Code over Words: Overcoming Semantic Inertia via Code-Grounded Reasoning

LLMs struggle with Semantic Inertia: the inability to inhibit pre-trained priors (e.g., "Lava is Dangerous") when dynamic, in-context rules contradict them. We probe this phenomenon using Baba Is You, where physical laws are mutable text rules, enabling precise evaluation of models' ability to override learned priors when rules change. We quantatively observe that larger models can exhibit inverse scaling: they perform worse than smaller models when natural language reasoning requires suppressing pre-trained associations (e.g., accepting "Lava is Safe"). Our analysis attributes this to natural language encoding, which entangles descriptive semantics and logical rules, leading to persistent hallucinations of familiar physics despite explicit contradictory rules. Here we show that representing dynamics as executable code, rather than descriptive text, reverses this trend and enables effective prior inhibition. We introduce Code-Grounded Vistas (LCV), which fine-tunes models on counterfactual pairs and identifies states with contradictory rules, thereby forcing attention to logical constraints rather than visual semantics. This training-time approach outperforms expensive inference-time search methods in both efficiency and accuracy. Our results demonstrate that representation fundamentally determines whether scaling improves or impairs contextual reasoning. This challenges the assumption that larger models are universally better, with implications for domains that require dynamic overriding of learned priors.
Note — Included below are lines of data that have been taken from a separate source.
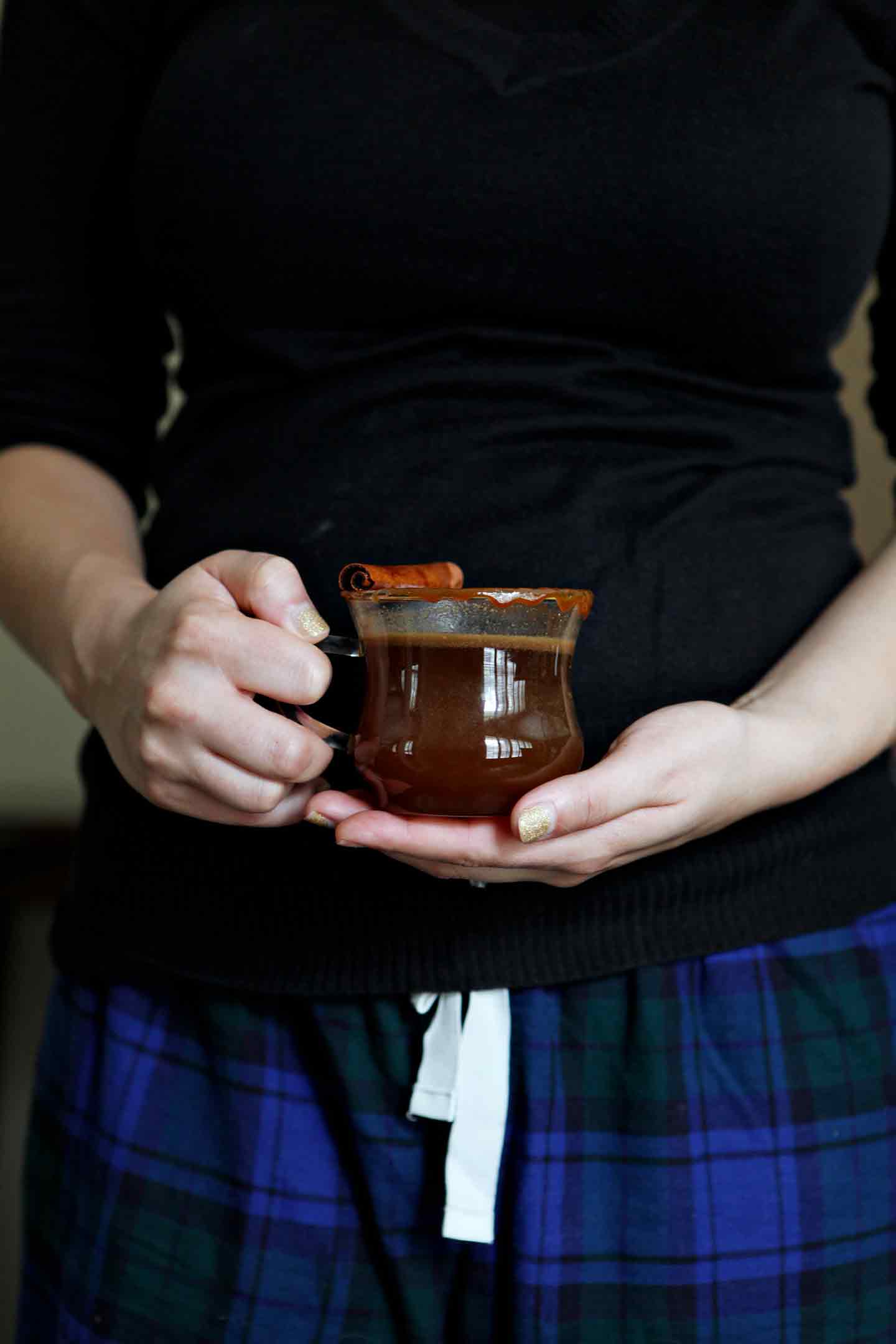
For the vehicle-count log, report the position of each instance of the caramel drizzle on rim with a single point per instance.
(566, 599)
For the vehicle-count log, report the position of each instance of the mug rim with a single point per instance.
(564, 599)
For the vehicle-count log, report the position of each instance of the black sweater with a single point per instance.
(546, 289)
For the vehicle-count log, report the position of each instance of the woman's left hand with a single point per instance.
(676, 775)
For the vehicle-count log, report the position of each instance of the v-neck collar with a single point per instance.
(512, 62)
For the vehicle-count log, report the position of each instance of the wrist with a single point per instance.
(800, 746)
(101, 599)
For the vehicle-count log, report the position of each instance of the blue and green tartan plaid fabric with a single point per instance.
(699, 1152)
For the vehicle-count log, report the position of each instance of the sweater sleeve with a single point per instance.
(82, 335)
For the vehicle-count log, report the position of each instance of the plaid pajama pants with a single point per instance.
(700, 1152)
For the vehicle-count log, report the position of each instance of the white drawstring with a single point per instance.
(465, 1080)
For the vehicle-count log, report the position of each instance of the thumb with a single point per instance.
(268, 586)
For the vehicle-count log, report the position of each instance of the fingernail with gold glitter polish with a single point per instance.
(536, 823)
(307, 622)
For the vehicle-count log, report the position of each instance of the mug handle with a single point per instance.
(335, 738)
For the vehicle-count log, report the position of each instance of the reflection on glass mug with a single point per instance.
(468, 701)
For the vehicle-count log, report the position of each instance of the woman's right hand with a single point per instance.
(171, 678)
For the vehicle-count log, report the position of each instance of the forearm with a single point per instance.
(831, 702)
(70, 559)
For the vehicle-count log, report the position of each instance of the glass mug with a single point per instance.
(468, 702)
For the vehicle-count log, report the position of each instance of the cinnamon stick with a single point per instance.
(360, 578)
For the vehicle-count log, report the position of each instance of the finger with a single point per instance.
(265, 744)
(491, 877)
(489, 843)
(234, 727)
(615, 786)
(192, 801)
(269, 586)
(480, 842)
(253, 655)
(332, 807)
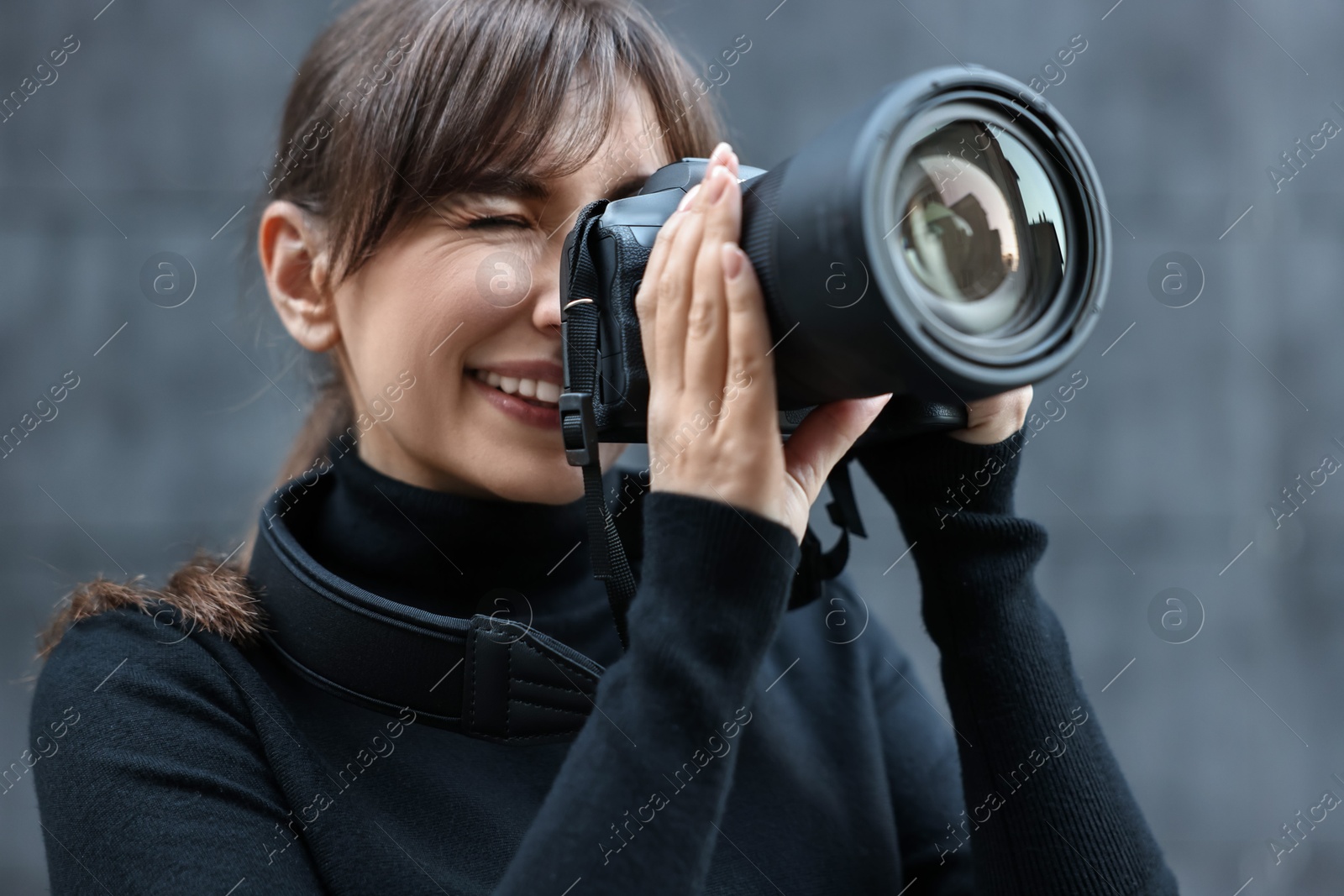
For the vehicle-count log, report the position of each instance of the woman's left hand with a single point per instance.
(995, 418)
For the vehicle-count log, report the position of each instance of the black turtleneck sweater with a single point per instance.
(734, 747)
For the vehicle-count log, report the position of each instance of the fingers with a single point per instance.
(672, 281)
(707, 322)
(824, 437)
(749, 365)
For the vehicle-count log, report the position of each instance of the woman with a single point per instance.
(418, 685)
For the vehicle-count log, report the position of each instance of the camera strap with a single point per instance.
(578, 421)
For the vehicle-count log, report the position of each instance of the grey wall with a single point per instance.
(1158, 477)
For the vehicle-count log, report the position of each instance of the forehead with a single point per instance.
(633, 144)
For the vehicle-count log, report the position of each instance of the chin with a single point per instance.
(538, 479)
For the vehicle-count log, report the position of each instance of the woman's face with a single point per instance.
(464, 307)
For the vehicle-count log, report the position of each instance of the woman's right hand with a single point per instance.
(714, 429)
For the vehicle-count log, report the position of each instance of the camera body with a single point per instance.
(945, 241)
(620, 242)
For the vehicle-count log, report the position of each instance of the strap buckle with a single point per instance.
(581, 443)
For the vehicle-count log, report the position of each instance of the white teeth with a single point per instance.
(539, 390)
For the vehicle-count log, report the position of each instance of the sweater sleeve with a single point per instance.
(711, 597)
(1047, 808)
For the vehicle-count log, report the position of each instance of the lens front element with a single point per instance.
(980, 228)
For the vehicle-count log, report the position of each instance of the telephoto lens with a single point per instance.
(945, 241)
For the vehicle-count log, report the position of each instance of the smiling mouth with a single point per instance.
(535, 392)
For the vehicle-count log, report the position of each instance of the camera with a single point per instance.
(945, 241)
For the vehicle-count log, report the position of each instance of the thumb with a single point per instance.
(824, 437)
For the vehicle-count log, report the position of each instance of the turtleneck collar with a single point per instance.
(447, 553)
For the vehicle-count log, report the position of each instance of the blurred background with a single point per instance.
(1162, 473)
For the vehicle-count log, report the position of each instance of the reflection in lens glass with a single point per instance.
(980, 228)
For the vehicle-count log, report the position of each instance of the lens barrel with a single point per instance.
(948, 238)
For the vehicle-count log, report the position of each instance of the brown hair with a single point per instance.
(401, 102)
(398, 103)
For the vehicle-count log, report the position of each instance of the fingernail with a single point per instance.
(719, 183)
(732, 261)
(685, 201)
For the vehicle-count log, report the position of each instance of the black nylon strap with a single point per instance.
(580, 316)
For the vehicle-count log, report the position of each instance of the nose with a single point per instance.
(546, 285)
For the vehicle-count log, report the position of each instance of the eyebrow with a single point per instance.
(531, 187)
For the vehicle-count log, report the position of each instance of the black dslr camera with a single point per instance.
(947, 241)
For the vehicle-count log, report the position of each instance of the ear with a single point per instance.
(296, 264)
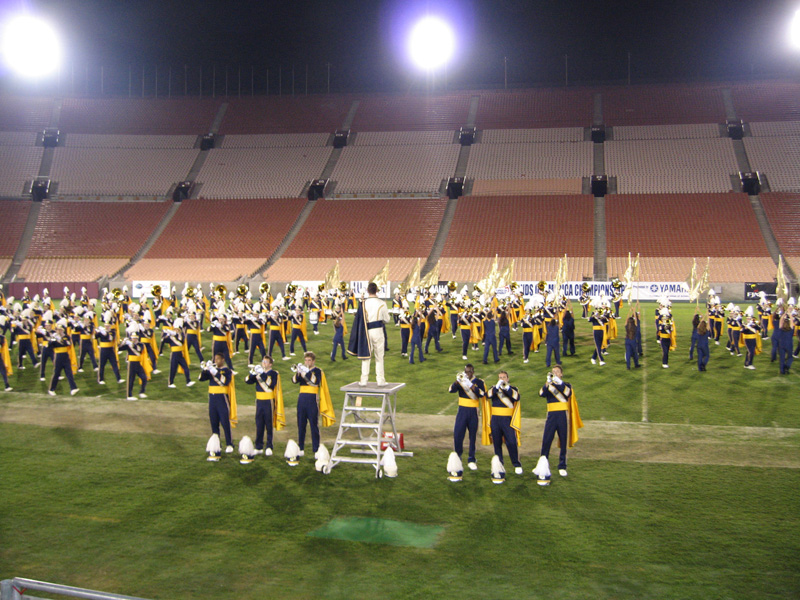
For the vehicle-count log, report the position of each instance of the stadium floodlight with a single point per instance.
(431, 43)
(794, 30)
(30, 46)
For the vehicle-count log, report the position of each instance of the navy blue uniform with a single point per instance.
(219, 412)
(308, 407)
(503, 402)
(556, 419)
(467, 416)
(265, 383)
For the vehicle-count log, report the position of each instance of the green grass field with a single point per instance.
(146, 515)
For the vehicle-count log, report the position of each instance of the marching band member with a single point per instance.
(598, 323)
(471, 391)
(785, 342)
(561, 403)
(255, 331)
(313, 400)
(221, 397)
(404, 320)
(63, 357)
(702, 344)
(665, 335)
(416, 336)
(276, 335)
(489, 335)
(220, 334)
(5, 357)
(106, 336)
(506, 421)
(138, 361)
(269, 403)
(338, 335)
(297, 319)
(85, 329)
(751, 335)
(179, 354)
(527, 335)
(25, 337)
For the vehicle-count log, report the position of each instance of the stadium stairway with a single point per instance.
(288, 238)
(600, 248)
(24, 244)
(441, 236)
(150, 240)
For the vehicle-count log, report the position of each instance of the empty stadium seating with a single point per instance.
(285, 114)
(779, 158)
(260, 172)
(94, 229)
(394, 169)
(94, 140)
(672, 104)
(546, 160)
(350, 269)
(783, 213)
(516, 226)
(528, 109)
(138, 116)
(19, 164)
(13, 216)
(226, 229)
(526, 268)
(668, 230)
(666, 132)
(412, 113)
(767, 101)
(276, 140)
(369, 228)
(19, 113)
(120, 171)
(664, 166)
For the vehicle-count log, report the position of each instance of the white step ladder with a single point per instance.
(367, 423)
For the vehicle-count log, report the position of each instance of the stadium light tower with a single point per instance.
(431, 43)
(794, 30)
(30, 47)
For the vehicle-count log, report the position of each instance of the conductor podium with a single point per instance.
(367, 426)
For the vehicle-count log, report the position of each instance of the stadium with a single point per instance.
(682, 483)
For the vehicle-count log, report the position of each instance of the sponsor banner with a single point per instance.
(643, 290)
(360, 287)
(141, 288)
(752, 289)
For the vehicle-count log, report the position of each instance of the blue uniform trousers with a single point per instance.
(630, 352)
(219, 414)
(466, 420)
(108, 355)
(307, 412)
(556, 423)
(501, 429)
(263, 423)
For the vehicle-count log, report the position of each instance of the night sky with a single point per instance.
(363, 39)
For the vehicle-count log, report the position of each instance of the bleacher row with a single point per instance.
(211, 240)
(528, 167)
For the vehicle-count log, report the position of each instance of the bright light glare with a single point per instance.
(431, 43)
(31, 47)
(794, 30)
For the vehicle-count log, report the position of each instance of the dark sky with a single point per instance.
(362, 39)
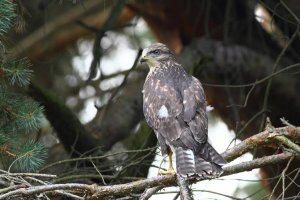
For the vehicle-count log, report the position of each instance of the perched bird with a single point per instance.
(174, 106)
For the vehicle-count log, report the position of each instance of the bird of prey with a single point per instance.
(174, 106)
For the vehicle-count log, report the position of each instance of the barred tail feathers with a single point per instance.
(206, 162)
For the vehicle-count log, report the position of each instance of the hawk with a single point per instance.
(174, 106)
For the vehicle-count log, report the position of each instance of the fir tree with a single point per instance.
(20, 116)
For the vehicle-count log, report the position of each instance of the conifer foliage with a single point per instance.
(20, 116)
翻译：大型语言模型面临语义惯性困境：当动态的上下文规则与预训练先验知识（如“岩浆是危险的”）相矛盾时，模型难以抑制这些先验知识。我们通过《Baba Is You》游戏探究这一现象——该游戏中物理法则以可修改的文本规则形式存在，能够精确评估规则变化时模型覆盖已学先验知识的能力。定量研究表明，更大规模的模型可能出现逆向缩放现象：当自然语言推理需要抑制预训练关联（例如接受“岩浆是安全的”）时，其表现反而逊于较小模型。分析表明，自然语言编码将描述性语义与逻辑规则相互纠缠，导致即使存在明确矛盾规则，模型仍持续产生符合常见物理规律的幻觉。本文证明，将动态规则表示为可执行代码而非描述性文本，能够逆转这一趋势并实现有效的先验抑制。我们提出代码锚定视觉推理框架（LCV），通过反事实配对微调模型并识别规则矛盾状态，迫使模型关注逻辑约束而非视觉语义。这种训练阶段的方法在效率和准确率上均优于昂贵的推理阶段搜索方法。我们的研究结果表明，表征形式从根本上决定了模型缩放是否会改善或损害上下文推理能力。这对“更大模型必然更优”的普遍假设提出了挑战，对需要动态覆盖已学先验知识的领域具有重要启示。